The US dollar has fallen to its lowest level against Paraguay’s guaraní in five years. The Paraguay dollar exchange rate reached ₲6,330 per dollar in retail markets on 24 April 2026, down approximately 21% from around ₲8,000 per dollar a year ago. The decline reflects a combination of strong domestic export performance and a broader global weakening of the US currency.
What exchange data shows about the dollar in Paraguay
Data from Paraguay’s Central Bank (BCP) confirm the trend. The guaraní has appreciated nearly 20% against the dollar over the past twelve months. According to the BCP’s April 2026 Survey of Economic Variable Expectations (EVE), the Paraguay Dollar exchange rate is forecast to reach ₲6,700 per dollar by the end of 2026 and ₲6,900 by the close of 2027. The same survey projects GDP growth of 4.2% for 2026, reflecting an economy that analysts regard as broadly stable.
Why is this happening?
The main driver is domestic. Paraguay recorded a trade surplus in the first quarter of 2026, with soya exports, currently at record harvest levels, bringing a significant volume of dollars into the local market. A larger supply of US dollars, combined with lower domestic demand for the currency, has pushed the rate down.

Economist Pablo Céspedes told local media factors have been building since late 2025. He cited reduced money circulation, which eased pressure on the dollar. “There is no element I can see that would push the rate back up significantly,” Céspedes said, adding that a major rebound would require an extraordinary event.
Global factors reinforced the trend as the US dollar weakened worldwide amid trade tensions and Middle East instability.

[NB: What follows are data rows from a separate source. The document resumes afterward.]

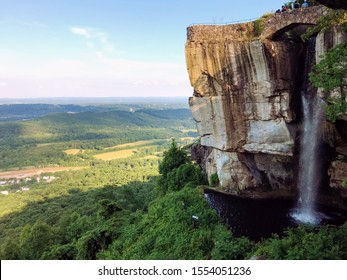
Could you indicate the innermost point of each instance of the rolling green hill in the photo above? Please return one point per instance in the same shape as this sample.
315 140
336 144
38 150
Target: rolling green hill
42 141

Emil Mendoza said market intervention cannot reverse the trend. He warned a stronger guaraní creates structural challenges for Paraguay’s export-driven economy.
Why prices are not falling
For most Paraguayans, the stronger guaraní has yet to translate into lower prices at the shops. Imported goods make up about 30% of Paraguay’s consumer price index basket, according to official data. In theory, a cheaper dollar should reduce the cost of those goods.
In practice, the impact has been limited. Céspedes explained that those same global disruptions, including rising fuel prices and higher freight costs, are inflating the price of goods at their point of origin, partly offsetting the gains from the weaker dollar. “The lower dollar should be reflected in household costs, but that is not happening,” he said.
Winners and losers
Not everyone benefits equally from a weaker dollar. Importers stand to benefit the most, as goods priced in dollars become cheaper to bring into Paraguay. Consumers with dollar-denominated debts and guaraní-denominated incomes, common among buyers of new vehicles, also benefit directly.

Travellers heading abroad also gain: those exchanging guaraníes ahead of the winter holiday period, or planning to attend the 2026 FIFA World Cup in the United States, Mexico, and Canada, are getting more dollars per guaraní than they would have a year ago. Online shopping platforms priced in dollars, such as international e-commerce sites, have also become more affordable for Paraguayan buyers.
On the other side, exporters, particularly those in the agricultural sector, receive fewer guaraníes for each dollar earned abroad, squeezing margins. There is also a risk that reduced dollar revenues translate into lower tax receipts for the government.
What to expect next
Analysts do not foresee a sharp reversal in the near term, but the dollar could stabilise in the second half of 2026. Paraguay’s import cycle typically intensifies from July onwards, as businesses stock up ahead of the year-end retail season, increasing demand for dollars.
Mendoza also pointed to broader international dynamics. Several major economies are considering measures to support the dollar’s value in order to protect their own export competitiveness. “We could see 2027 bring an adverse trend in which dollar appreciation predominates,” he warned.
For now, the guaraní’s strength reflects an economy that is performing solidly in macroeconomic terms. The disconnect between that headline performance and the daily cost of living remains the central challenge, and the conversation most Paraguayans are having.